Эта глубочайшая проблема внешнего конфликта и внутренней родственности "честности" и "мошенничества", прекраснодушного либерализма и человеконенавистнического деспотизма, формальной законности и нравственного беззакония, свободы и анархии, неосуществимой "мечты" и реального насилия была подмечена и Тютчевым, писавшим в связи с переворотом Наполеона III: "Он, конечно, мошенник, но подбитый утопистом, как и следует представителю революционного начала. И эта примесь дает ему такую огромную силу над современностью" (Старина и Новизна. Пг., 1916. кн. 21. с. 249).
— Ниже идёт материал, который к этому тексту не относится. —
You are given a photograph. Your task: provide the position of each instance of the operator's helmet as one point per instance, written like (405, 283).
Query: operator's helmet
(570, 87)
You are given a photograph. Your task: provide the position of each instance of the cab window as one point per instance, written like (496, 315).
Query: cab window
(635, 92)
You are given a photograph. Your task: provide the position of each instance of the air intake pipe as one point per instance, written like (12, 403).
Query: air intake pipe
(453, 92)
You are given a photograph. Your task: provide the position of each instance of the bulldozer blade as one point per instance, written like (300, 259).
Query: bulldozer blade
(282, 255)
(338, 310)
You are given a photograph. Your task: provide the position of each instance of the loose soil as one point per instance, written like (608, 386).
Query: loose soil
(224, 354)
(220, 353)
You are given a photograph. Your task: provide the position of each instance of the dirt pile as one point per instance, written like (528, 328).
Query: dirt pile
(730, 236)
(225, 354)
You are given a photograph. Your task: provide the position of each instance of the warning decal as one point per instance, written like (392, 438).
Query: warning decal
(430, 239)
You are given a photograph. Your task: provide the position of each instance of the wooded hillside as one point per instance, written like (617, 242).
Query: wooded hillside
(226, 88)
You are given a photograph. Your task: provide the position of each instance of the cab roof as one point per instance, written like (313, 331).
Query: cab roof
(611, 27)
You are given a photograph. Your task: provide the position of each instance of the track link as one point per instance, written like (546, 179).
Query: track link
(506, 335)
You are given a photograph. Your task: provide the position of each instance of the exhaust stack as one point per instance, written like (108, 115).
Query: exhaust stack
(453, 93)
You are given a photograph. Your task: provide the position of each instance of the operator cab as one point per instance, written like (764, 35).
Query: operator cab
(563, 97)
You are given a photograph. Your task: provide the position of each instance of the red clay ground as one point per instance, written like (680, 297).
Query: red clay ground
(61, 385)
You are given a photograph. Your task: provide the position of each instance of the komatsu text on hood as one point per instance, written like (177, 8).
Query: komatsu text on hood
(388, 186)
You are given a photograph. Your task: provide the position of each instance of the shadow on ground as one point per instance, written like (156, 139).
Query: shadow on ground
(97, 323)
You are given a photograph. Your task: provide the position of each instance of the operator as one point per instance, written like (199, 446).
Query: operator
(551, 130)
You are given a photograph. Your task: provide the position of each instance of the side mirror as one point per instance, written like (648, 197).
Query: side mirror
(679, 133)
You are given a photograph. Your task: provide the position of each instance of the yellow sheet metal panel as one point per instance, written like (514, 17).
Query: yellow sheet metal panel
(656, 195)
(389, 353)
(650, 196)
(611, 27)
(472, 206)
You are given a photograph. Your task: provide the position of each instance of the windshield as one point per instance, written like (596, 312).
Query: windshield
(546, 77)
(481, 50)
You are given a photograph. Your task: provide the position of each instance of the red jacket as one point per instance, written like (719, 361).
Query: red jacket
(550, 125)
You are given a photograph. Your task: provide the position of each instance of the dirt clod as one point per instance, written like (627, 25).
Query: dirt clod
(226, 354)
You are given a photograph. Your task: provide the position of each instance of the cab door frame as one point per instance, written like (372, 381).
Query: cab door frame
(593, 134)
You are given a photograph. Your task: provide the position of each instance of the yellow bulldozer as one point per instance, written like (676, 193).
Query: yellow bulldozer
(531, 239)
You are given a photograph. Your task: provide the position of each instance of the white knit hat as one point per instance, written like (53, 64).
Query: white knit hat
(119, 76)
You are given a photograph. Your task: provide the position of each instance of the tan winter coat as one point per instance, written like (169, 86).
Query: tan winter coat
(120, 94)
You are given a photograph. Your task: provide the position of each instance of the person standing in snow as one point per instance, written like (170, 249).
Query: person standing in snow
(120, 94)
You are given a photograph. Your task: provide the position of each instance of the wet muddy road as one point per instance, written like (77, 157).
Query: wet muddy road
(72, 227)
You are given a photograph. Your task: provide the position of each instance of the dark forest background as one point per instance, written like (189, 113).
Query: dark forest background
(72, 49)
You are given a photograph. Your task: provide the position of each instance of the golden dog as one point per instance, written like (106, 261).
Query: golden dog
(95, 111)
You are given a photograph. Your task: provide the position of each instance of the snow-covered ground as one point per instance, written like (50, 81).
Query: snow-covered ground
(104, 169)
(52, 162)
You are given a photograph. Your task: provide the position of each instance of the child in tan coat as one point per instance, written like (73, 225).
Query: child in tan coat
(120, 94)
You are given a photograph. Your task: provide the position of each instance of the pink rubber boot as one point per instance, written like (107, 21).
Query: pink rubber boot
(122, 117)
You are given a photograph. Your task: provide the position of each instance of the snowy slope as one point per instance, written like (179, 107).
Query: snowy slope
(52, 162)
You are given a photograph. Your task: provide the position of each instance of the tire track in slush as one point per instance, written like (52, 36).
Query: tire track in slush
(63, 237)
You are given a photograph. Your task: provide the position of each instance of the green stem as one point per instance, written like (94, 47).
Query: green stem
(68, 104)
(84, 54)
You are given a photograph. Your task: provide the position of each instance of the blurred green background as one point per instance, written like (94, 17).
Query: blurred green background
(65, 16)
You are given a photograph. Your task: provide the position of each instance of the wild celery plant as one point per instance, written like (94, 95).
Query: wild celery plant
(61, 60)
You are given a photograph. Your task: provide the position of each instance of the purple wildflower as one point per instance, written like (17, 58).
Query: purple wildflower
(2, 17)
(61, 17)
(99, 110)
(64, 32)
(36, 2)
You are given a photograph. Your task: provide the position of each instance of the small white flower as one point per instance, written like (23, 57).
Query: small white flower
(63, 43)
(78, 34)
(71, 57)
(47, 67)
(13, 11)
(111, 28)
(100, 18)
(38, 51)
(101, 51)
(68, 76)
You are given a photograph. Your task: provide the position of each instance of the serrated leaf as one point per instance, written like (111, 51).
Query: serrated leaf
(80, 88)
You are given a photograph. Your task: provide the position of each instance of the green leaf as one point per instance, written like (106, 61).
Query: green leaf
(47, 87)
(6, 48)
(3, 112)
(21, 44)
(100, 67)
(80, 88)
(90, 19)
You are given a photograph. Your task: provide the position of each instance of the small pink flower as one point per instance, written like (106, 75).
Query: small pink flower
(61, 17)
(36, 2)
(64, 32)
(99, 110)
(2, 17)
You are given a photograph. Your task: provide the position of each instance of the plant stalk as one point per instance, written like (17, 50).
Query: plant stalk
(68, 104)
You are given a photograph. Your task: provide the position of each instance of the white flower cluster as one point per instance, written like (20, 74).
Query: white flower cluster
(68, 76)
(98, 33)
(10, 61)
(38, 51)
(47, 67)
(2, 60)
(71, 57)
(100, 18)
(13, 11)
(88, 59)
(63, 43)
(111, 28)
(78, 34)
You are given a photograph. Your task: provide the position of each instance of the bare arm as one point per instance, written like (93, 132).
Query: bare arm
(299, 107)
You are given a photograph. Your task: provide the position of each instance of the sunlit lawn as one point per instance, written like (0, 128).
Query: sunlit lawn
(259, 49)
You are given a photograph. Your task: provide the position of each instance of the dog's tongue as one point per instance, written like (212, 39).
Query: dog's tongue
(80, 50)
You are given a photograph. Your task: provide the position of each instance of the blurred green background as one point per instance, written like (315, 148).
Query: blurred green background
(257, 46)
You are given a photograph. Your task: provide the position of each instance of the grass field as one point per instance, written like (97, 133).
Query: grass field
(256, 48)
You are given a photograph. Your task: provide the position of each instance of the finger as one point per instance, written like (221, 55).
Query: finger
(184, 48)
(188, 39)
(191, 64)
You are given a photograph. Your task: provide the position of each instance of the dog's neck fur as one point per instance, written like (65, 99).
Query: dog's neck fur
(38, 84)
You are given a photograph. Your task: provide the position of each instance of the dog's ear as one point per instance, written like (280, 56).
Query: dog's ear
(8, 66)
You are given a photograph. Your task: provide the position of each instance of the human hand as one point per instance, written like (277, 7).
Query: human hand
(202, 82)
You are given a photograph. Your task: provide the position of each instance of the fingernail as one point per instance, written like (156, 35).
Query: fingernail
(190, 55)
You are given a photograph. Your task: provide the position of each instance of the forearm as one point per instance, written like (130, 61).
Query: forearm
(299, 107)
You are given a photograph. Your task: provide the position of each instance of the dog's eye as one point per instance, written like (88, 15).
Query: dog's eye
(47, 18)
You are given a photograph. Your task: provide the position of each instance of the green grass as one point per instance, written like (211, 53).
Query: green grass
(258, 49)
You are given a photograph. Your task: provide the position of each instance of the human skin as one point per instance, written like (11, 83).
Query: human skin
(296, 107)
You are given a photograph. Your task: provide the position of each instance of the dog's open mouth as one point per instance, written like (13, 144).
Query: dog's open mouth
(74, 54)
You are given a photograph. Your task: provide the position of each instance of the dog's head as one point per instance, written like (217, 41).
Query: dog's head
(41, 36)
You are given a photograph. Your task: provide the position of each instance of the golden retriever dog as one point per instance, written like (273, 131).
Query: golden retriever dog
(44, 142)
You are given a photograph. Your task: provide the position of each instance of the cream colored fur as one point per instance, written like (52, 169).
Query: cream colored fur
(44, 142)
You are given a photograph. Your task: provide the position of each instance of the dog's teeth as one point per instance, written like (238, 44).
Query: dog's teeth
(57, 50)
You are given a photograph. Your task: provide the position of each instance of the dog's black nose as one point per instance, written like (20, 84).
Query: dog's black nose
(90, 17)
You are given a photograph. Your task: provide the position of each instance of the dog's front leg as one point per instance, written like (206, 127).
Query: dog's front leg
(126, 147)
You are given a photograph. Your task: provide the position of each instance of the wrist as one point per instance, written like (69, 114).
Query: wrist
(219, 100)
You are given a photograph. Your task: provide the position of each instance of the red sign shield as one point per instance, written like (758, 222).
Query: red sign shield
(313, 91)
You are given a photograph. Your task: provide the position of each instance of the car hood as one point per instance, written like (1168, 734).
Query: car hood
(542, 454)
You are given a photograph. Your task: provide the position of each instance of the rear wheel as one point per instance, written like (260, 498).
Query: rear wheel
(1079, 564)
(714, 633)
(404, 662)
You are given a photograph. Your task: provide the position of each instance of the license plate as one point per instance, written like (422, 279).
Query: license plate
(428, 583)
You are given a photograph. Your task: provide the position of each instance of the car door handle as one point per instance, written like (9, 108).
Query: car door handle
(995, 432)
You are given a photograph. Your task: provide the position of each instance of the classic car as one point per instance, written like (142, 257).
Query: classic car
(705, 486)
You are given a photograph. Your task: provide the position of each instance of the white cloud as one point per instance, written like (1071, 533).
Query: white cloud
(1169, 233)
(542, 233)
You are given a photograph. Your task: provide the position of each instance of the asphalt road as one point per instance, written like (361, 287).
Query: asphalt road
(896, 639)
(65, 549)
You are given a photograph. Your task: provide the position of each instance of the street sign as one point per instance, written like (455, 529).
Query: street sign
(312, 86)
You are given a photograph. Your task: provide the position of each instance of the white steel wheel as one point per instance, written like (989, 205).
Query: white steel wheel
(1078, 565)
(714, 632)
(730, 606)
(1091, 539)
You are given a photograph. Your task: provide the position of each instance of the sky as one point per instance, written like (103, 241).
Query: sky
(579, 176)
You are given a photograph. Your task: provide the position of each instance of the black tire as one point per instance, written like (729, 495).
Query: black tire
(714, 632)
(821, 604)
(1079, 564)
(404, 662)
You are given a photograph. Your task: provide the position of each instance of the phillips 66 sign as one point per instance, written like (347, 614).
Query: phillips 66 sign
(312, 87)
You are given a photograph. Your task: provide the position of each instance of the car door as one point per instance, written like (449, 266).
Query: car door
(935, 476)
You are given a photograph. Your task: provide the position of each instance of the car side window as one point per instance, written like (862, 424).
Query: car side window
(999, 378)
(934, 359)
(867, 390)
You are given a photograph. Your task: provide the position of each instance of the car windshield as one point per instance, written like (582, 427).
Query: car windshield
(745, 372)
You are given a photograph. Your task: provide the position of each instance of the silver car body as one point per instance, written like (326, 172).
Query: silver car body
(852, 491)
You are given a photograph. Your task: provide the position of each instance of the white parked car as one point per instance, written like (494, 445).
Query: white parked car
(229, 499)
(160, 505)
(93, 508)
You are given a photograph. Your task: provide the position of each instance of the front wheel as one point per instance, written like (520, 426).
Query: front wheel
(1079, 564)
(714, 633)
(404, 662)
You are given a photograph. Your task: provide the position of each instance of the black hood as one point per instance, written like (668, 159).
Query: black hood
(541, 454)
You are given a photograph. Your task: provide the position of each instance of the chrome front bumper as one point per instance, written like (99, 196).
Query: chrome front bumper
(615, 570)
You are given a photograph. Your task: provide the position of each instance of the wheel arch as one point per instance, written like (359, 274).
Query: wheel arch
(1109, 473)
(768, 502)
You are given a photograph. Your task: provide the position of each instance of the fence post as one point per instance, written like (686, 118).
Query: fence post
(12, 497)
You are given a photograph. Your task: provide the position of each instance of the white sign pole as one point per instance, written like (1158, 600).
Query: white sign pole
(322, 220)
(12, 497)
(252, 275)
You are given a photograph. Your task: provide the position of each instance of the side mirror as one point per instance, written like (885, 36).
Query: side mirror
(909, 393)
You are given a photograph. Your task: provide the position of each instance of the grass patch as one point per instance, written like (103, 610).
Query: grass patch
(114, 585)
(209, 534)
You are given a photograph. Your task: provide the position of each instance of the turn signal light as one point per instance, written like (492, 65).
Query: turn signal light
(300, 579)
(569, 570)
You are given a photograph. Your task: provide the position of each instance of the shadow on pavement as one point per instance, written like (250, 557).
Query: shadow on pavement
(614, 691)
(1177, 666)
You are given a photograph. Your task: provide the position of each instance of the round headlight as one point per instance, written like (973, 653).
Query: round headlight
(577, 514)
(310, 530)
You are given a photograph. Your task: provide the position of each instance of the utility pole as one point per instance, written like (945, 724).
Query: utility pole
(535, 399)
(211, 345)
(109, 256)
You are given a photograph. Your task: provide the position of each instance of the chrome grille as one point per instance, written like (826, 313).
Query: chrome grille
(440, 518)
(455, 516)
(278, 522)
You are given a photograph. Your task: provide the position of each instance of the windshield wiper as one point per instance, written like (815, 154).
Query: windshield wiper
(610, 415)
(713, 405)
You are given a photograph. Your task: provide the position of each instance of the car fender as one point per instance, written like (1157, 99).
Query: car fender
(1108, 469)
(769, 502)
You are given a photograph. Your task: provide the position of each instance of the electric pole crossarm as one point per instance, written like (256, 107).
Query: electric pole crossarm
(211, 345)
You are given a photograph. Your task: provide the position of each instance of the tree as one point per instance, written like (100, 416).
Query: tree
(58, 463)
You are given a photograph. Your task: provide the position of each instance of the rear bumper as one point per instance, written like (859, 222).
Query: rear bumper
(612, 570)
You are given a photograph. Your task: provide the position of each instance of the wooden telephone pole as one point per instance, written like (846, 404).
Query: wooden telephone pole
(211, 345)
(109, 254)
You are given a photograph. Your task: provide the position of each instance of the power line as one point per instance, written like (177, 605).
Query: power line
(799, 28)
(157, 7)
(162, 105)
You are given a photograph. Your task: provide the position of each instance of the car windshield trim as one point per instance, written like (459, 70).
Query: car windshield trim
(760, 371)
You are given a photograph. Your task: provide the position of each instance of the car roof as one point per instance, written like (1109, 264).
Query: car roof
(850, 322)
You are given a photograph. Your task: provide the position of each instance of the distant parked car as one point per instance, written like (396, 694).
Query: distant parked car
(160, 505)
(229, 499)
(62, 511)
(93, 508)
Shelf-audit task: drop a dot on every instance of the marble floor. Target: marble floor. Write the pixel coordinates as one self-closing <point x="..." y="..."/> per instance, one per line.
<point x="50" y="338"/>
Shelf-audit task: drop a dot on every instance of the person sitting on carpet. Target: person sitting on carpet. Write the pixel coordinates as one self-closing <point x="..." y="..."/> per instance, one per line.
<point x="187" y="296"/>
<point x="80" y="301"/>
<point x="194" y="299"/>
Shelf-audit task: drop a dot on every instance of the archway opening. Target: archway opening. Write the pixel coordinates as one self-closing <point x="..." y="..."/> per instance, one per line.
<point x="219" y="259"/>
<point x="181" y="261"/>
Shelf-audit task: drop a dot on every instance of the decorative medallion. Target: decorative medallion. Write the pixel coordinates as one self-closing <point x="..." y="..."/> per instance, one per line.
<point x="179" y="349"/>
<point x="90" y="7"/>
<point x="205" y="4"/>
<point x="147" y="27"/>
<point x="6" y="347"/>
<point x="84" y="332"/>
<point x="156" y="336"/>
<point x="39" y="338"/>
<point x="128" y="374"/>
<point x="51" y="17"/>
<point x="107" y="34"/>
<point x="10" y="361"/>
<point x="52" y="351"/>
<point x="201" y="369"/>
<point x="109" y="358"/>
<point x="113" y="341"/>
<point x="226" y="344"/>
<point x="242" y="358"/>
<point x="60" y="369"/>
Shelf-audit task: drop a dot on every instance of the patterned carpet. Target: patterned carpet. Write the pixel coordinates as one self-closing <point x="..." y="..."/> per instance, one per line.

Таинственное воздействие "примеси", заставляющее, с одной стороны, к прекрасным лозунгам свободы, равенства и братства добавлять словечко "или смерть", а с другой, незаметно обращающее революционность в пошлость, с поразительной чуткостью ощущалось Достоевским и отражено в "Бесах" также в карикатурной музыкальной картинке под названием "Франко-прусская война". Она начиналась грозными словами "Марсельезы" "gu'un sang impur abreuve nos sillons" ("пусть нечистая кровь оросит наши нивы"), к которым незаметно, издалека стали подбираться звуки мещанской песенки "Mein lieber Augustin" ("Мой милый Августин")". Упоенная своим величием "Марсельеза" поначалу не замечает их, однако песенка становится все наглее и как-то неожиданно совпадает с тактами гимна. Попытки сбросить навязчивую мелодию оканчиваются неудачей, "и "Марсельеза" как-то вдруг ужасно глупеет: она уже не скрывает, что раздражена и обижена; это вопли негодования, это слезы и клятвы с распростертыми к провидению руками: "Pas un pouce de notre terrain, pas une pierre de nos forteresses" ("ни одной пяди нашей земли, ни одного камня наших крепостей!"). Но уже принуждена петь с "Mein lieber Augustin" в один такт. Ее звуки как-то глупейшим образом переходят в "Augustin", она склоняется, погасает. Изредка лишь, прорывом, послышится опять "gu'un sang impur...", но тотчас же преобидно перескочит в гаденький вальс. Она смиряется совершенно... Но тут уже свирепеет и "Augustin": слышатся сиплые звуки, чувствуется безмерно выпитое пиво, бешенство самохвальства, требования миллиардов, тонких сигар, шампанского и заложников; "Augustin" переходит в неистовый рев... Франко-прусская война оканчивается" (II, 7, 304).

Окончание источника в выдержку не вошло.